The Democratic Party and the Obama reelection campaign have naturally welcomed the implosion of the Akin campaign as a welcome diversion from their own reactionary and unpopular record as the defenders of Wall Street, as the recession generated by the 2008 financial crash approaches its fifth year.

Incumbent Democratic Senator Claire McCaskill is a multi-millionaire whose reelection campaign was hard-hit by reports that she had billed the government tens of thousands of dollars for the use of a private plane that she and her husband co-owned. She was also accused of failing to pay property taxes of more than a quarter million dollars on the plane.

National Democratic Party leaders have welcomed the Akin controversy because it allows them to posture as the defenders of women’s rights, despite the dismal record of the Obama administration on jobs, living standards and democratic rights.

This position is echoed by “left”-liberal defenders of Obama such as the Nation magazine, which seized on the Akin episode to promote Obama’s reelection with articles carrying headlines like “GOP Convention Will Formally Endorse the Todd Akin Platform” and “The Danger of Laughing at Todd Akin.”

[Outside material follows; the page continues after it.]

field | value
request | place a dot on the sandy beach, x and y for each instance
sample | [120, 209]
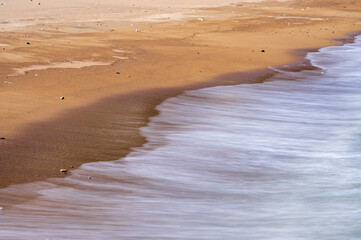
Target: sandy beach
[114, 62]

This is more outrage than the Nation has summoned in all the months since it was revealed that President Obama personally selects the targets for drone missile incineration at White House meetings dubbed “Terror Tuesdays” by his top aides. It is more expedient for these representatives of a privileged subset of the upper-middle class to express outrage over the ravings of a Republican ignoramus than to oppose the homicidal actions of the US commander-in-chief.